Français d’origine turque, je vis actuellement en Turquie pour
raison professionnelle. Né en France, pur "produit" du système
français, fier d’être Français, je souhaite par mes articles donner un aperçu
objectif du quotidien en Turquie.
Après l’instauration de la République de Turquie en 1923, par Mustafa
Kemal, dit Ataturk, la bureaucratie a pris une importance
considérable dans la gestion quotidienne de toutes les activités du pays.
Celle-ci a été, dans le contexte de l’époque, calquée sur l’organisation et la
gestion militaires. Depuis, rien ne semble avoir changé. Cette gestion suppose
que tout document doit être validé au sein d’un même service par au moins trois
employés de grades croissants.
Cette bureaucratie est lourde, et semée d’impasses. Un document
administratif, pour qu’il soit validé, doit être consulté et signé par plusieurs
fonctionnaires de grades différents, en général trois, et surtout enregistré
chez un notaire. La demande d’une inscription dans un registre demande la
fourniture d’un nombre toujours important de documents.
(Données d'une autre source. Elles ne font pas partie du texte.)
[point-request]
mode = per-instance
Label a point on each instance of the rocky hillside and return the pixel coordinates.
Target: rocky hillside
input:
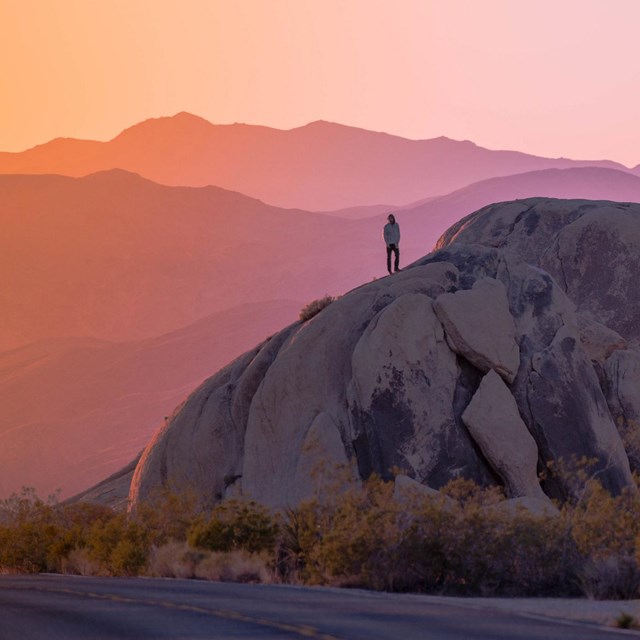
(514, 344)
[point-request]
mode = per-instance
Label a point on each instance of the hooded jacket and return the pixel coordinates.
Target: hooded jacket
(392, 233)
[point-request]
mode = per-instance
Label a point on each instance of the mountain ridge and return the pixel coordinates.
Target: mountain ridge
(320, 166)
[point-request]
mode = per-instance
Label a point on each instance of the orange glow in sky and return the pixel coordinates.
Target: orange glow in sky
(550, 77)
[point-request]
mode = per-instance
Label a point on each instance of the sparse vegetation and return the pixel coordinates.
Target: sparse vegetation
(458, 542)
(315, 307)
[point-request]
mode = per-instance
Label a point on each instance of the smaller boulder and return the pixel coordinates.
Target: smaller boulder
(495, 424)
(479, 327)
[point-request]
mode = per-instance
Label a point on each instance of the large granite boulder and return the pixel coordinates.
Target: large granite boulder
(473, 362)
(592, 250)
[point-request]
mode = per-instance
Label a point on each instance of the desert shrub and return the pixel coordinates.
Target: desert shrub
(174, 560)
(169, 515)
(235, 566)
(120, 545)
(457, 542)
(79, 562)
(29, 533)
(315, 307)
(233, 525)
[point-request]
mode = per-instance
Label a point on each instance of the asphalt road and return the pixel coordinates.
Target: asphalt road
(70, 608)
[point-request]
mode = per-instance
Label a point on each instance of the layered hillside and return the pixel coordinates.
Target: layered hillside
(321, 166)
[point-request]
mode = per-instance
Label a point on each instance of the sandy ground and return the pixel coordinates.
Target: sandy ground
(573, 610)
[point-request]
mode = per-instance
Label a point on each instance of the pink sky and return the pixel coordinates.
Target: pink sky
(550, 77)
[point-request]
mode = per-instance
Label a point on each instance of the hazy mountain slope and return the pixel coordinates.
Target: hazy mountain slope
(320, 166)
(117, 257)
(74, 411)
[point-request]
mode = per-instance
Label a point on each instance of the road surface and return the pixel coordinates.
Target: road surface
(72, 608)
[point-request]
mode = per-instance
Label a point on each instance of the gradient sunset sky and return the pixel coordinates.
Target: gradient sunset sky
(550, 77)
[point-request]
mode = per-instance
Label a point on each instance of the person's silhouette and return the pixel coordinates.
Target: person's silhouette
(392, 238)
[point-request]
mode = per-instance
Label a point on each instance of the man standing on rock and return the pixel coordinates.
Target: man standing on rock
(392, 238)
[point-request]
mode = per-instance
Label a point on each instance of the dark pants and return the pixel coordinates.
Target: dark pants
(396, 249)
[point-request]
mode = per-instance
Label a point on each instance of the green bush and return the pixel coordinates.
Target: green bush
(233, 525)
La lourdeur administrative est telle qu’elle dissuade souvent la
population la moins instruite d’effectuer des démarches. De plus, il n’est pas rare
d’être confronté à des demandes qui sembleraient aberrantes en France. Par
exemple, ayant besoin d’un certificat de résidence délivré par la mairie,
document indispensable pour l’ouverture du gaz, le maire m’a demandé de rédiger
une lettre manuscrite demandant mon inscription comme résidant dans la ville où
je m’installais. Cette lettre devait être ensuite validée par la
sous-préfecture. Elle a été cachetée et signée par trois fonctionnaires, dont le
sous-préfet. Puis, il a fallu faire de même à la sûreté urbaine, où une
secrétaire et le directeur-adjoint ont apposé leur signature. Enfin, le
commissaire du quartier a confirmé par son cachet la conformité des
signatures des précédents fonctionnaires. C’est alors que j’ai obtenu mon
certificat de résidence.
Jeune ingénieur en électronique, Ibrahim D., d’Ankara, me confiait
que cette lourdeur administrative avait ses raisons : elles sont triples.
La première est la lutte contre l’usage assez répandu de faux documents
administratifs. La seconde est la prévention des pots-de-vin dans les services
publics. La troisième est la nécessité d’occuper un nombre (trop) important de
fonctionnaires. Il concluait en affirmant que « de toute façon l’État turc
ne fait pas confiance à sa population, et c’est pour cela que l’administration complique
tout ».
Un des reproches des membres de l’Union Européenne à la Turquie
est l’omniprésence de l’armée dans les affaires de l’État. Ceci est un fait.
Mais le schéma militaire est bien plus ancré qu’on ne le pense : c’est le
modèle militaire qui est actuellement appliqué dans l’administration.